Introduction. There is increasing interest in applying in vitro methods to characterize the potential toxicity of drugs and chemicals. Methods that would allow automatic classification of in vitro activity profiles into mechanism classes could be helpful in prioritizing novel agents.
Method. We have developed primary human cell-based assay panels in which chemical effects on the expression of protein biomarkers are measured. Eighty-eight selective, well-characterized tool compounds representing 28 distinct mechanism classes relevant to key biological and toxicity mechanisms were profiled in a standardized panel of 8 assay systems that had been previously used for testing >1000 chemicals and materials for the Environmental Protection Agency’s ToxCast program (Houck, 2009). The resulting dataset of 83 endpoint measurements was then used to build predictive models for each of the 28 mechanism classes using machine learning. A support vector machine (SVM) approach gave the best performance, and so was applied to build a series of two-class SVM models for each mechanism class.

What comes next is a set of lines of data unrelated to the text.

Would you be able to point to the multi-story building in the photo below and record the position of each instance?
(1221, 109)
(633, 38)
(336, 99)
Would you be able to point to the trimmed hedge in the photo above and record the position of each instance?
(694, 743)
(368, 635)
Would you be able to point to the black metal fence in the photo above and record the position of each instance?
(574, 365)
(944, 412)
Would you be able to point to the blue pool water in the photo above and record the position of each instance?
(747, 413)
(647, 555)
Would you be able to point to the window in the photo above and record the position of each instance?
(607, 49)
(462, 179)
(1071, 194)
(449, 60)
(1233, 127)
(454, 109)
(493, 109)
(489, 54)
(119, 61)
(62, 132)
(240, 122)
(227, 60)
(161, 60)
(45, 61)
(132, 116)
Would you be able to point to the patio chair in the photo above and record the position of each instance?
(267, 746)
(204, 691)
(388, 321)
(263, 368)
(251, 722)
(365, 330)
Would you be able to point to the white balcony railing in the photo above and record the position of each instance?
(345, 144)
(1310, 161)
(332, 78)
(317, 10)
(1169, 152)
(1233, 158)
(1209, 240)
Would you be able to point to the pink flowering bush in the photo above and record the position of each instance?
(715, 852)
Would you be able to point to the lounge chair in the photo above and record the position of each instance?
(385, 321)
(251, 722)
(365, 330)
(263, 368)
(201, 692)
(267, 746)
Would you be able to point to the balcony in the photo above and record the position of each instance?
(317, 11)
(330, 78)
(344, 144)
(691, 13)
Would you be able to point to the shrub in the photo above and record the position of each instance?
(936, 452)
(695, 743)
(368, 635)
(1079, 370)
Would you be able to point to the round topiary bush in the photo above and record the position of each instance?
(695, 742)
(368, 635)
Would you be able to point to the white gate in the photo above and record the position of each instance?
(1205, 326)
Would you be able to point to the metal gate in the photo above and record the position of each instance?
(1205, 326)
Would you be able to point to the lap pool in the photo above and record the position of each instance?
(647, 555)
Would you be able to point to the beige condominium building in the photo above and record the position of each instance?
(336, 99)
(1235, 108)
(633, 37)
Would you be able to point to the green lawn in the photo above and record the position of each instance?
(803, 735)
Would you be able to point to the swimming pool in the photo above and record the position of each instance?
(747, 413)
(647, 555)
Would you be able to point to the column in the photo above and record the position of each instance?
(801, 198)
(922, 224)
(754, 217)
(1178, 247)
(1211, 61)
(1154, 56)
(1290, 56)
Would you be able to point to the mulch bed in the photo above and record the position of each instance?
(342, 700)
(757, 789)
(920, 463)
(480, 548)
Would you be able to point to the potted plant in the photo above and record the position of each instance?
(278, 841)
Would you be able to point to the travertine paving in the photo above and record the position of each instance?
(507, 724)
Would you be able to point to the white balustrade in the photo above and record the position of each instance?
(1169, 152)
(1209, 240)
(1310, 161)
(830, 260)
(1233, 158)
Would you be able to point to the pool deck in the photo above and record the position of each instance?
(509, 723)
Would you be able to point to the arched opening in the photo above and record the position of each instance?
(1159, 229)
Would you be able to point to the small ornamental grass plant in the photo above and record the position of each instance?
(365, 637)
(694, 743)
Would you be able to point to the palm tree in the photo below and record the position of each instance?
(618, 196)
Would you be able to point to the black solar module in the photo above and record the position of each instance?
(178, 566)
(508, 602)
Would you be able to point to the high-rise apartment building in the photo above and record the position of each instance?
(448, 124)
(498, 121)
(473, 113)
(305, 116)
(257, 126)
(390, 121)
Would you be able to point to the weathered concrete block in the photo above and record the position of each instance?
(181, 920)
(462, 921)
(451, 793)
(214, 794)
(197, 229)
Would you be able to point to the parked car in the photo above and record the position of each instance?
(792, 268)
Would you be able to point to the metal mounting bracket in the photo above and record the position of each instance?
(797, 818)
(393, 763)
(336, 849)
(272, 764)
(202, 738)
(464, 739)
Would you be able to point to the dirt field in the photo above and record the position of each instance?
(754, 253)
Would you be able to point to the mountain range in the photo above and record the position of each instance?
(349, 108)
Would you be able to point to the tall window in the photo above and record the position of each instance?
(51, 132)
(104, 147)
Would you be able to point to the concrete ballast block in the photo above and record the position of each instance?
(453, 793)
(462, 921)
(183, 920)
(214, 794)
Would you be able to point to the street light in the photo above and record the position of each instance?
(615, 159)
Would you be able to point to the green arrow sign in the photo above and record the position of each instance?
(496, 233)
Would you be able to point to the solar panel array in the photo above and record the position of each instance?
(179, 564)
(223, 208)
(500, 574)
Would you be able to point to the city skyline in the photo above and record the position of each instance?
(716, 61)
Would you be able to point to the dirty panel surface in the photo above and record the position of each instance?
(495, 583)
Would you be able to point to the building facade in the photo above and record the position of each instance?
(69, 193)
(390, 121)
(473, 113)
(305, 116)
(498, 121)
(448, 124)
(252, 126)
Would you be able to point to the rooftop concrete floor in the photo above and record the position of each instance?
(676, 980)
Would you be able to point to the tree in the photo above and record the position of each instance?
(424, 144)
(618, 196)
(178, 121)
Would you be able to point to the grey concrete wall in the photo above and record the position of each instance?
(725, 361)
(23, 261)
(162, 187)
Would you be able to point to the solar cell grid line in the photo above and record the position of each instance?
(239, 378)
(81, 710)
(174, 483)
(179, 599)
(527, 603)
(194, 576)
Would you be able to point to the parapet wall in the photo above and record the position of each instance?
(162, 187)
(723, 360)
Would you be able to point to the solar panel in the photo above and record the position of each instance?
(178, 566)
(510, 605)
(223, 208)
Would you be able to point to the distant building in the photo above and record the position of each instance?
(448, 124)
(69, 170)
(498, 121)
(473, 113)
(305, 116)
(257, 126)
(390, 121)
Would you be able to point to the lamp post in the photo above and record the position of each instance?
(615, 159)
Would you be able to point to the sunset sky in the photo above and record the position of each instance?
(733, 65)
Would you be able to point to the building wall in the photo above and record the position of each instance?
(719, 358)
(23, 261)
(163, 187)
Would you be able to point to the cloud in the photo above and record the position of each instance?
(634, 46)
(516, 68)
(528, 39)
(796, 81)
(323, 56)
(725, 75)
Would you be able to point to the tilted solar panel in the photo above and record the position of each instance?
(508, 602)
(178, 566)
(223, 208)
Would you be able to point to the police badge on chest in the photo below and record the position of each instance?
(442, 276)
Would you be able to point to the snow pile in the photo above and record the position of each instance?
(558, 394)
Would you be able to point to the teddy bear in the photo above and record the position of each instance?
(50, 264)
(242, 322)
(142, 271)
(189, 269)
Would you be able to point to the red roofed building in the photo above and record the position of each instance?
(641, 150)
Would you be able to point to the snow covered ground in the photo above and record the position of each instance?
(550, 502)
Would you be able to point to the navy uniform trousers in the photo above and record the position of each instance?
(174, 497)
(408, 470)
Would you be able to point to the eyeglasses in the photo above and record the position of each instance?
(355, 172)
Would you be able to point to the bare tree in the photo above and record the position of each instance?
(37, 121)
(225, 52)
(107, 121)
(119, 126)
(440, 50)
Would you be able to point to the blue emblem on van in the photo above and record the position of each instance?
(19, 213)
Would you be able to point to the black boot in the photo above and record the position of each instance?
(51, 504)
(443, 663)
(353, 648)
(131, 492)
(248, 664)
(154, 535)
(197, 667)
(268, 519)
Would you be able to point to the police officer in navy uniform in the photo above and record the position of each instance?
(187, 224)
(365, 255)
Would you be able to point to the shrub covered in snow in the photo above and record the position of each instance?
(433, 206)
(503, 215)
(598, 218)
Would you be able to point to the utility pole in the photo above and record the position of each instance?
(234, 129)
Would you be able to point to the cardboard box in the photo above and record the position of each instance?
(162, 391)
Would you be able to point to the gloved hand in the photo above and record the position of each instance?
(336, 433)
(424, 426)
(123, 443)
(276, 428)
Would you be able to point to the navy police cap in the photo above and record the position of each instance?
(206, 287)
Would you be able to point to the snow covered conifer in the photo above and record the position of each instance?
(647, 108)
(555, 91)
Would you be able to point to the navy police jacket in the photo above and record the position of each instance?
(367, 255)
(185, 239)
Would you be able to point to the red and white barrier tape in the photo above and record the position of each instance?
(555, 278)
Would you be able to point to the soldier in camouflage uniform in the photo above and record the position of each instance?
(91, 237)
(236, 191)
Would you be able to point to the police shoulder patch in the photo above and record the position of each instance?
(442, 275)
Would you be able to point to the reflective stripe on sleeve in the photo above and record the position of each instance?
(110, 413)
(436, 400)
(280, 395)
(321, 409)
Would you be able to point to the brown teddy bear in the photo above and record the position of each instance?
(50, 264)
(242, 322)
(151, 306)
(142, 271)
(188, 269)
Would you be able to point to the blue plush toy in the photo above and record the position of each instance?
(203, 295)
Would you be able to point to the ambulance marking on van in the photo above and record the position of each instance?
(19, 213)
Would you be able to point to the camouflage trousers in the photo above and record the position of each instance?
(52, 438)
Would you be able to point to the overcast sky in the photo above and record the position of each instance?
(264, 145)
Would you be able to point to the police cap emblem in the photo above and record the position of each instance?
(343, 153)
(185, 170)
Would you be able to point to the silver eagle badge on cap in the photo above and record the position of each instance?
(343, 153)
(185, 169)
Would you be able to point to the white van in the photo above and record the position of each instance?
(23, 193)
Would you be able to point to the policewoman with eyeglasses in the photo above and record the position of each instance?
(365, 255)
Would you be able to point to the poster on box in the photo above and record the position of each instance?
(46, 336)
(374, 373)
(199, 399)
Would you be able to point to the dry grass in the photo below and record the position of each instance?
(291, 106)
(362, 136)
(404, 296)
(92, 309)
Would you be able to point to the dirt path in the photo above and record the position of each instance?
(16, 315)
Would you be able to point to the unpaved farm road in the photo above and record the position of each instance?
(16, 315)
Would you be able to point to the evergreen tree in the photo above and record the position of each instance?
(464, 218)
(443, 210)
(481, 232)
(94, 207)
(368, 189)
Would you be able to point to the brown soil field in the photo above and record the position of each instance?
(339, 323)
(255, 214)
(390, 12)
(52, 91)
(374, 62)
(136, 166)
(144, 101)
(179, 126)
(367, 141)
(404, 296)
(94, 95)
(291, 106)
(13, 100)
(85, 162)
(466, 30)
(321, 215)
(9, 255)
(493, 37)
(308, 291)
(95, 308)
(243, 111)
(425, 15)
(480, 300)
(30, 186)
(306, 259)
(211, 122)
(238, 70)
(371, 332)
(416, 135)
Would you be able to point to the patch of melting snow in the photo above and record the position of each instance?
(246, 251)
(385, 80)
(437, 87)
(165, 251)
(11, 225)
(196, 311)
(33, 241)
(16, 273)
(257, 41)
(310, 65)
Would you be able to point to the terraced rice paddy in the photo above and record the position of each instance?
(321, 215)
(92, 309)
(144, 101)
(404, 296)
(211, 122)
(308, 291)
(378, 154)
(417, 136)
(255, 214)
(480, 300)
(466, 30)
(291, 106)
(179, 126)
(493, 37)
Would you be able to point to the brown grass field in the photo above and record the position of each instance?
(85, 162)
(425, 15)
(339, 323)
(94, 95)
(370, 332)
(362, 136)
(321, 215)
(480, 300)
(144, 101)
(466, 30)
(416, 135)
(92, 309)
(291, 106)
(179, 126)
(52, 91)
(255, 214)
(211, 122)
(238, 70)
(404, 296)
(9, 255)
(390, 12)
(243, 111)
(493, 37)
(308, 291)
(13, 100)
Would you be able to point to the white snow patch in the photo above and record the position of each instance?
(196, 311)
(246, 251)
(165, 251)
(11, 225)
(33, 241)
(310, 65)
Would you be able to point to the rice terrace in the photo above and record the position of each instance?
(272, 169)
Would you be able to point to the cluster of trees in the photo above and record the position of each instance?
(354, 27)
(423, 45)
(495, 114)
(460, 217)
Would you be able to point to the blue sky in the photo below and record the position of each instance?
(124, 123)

Results. These models were then applied to evaluate several libraries and collections of bioactive materials including diversity and kinase focused libraries, biologics and natural products. Compounds from all collections types were highly active in phenotypic assays (hit rates of 7-60% at 1-5 μM). Analysis of a kinase-focused library and a set of environmental bio-actives revealed 48-57% of actives could be classified into one of the 28 tested mechanism classes. The most common mechanisms were mitochondrial inhibitors (14-27%) and microtubule inhibitors (4-10%). Proteasome inhibitors and cAMP elevators were more frequent in the environmental bioactive collection.
Conclusions. These results suggest that compounds with potentially undesirable mechanisms are surprisingly common in most compound collections including libraries used for high throughput screening. This method may be useful for library characterization, determining compound mechanisms of action, and chemical prioritization.